Writing Craft: Discovering your characters

by - October 06, 2012

Does your character like risotto or paella?

Before I start writing a new book, I like to do a lot of planning. I write a lot of description of my main characters—what they look like, what their childhood was like, what their hopes and dreams are. But it’s only when I start writing the story that I start to find out more about them. Do they like reading? What kind of books do they enjoy? Would they be the kind of person who owns an ereader, or is it dead trees all the way?

The other day I was writing a scene in which the heroine cooked dinner for the hero. In my initial draft I had her cooking risotto, simply because I couldn’t see her cooking a roast lamb, for instance. But when I reread the scene, risotto didn’t seem right, so I changed it to paella. Paella suited her much better, I thought. Paella was spicy, messy, robust. It was her. Now it made no difference to the scene whether she cooked risotto or paella, and the hero would have enjoyed whatever she made, but it made a difference to me. It’s this level of detail I wouldn’t have thought of in my initial planning. Only when I came to write the scene did I realise that she was a paella girl.

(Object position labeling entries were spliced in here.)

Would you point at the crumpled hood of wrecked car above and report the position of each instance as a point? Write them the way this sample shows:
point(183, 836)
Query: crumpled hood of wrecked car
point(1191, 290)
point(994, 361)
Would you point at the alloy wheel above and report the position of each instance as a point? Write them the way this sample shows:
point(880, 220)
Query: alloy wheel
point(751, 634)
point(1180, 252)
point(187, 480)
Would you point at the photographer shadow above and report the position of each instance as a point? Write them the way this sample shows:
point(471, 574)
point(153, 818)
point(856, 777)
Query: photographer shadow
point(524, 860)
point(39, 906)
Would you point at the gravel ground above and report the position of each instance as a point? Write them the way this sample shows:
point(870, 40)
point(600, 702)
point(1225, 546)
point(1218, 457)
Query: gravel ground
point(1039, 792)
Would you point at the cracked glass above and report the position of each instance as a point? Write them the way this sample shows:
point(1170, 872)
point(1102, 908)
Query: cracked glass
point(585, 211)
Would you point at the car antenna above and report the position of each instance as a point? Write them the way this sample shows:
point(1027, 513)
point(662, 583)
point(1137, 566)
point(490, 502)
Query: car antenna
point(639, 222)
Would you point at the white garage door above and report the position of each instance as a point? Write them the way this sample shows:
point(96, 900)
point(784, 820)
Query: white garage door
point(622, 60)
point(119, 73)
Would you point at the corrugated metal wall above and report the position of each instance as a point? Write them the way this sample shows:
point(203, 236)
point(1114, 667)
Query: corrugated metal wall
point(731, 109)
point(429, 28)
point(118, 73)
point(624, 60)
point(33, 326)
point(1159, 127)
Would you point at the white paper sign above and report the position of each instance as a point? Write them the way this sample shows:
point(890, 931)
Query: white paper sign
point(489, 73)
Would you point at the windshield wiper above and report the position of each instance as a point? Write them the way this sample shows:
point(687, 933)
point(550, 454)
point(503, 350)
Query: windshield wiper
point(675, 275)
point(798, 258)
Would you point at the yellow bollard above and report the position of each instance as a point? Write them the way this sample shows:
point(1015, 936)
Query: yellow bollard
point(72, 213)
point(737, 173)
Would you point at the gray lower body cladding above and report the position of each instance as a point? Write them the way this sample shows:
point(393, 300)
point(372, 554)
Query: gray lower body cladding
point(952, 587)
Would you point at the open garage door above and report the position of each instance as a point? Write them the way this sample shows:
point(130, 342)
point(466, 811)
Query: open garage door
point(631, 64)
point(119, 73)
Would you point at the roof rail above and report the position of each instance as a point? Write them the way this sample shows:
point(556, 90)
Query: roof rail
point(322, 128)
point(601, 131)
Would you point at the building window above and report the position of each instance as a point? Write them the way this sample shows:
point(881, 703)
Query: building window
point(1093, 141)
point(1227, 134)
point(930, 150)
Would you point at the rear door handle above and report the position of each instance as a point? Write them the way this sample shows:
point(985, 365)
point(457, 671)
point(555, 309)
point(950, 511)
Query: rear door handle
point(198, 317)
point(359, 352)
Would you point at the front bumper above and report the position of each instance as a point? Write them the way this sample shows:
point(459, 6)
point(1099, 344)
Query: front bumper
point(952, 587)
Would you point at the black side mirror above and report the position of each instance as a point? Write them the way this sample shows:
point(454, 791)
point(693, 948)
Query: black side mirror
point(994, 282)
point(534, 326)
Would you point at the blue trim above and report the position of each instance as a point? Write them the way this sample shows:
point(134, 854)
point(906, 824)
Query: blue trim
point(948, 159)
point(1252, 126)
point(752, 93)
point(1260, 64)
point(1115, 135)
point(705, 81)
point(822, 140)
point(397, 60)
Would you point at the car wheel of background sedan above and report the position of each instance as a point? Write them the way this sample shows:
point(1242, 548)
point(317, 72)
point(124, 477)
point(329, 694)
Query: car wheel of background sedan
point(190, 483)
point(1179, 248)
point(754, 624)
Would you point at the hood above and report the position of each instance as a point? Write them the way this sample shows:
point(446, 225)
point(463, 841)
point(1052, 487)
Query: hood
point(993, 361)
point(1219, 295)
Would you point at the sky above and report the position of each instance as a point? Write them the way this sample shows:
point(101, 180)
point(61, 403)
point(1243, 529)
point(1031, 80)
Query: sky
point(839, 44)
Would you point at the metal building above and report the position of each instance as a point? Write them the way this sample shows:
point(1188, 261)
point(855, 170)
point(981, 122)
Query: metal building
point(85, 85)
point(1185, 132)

By writing the first draft I discover so much more about my characters, their motivations, and their conflicts. The characters, who before were just a list of words in my plan, become real people. My first draft is messy, laden with clichés and mistakes, missing important scenes, lacking the right pace, but it’s also where my characters start to breathe and (hopefully) behave like real people, even to the point of preferring paella over risotto.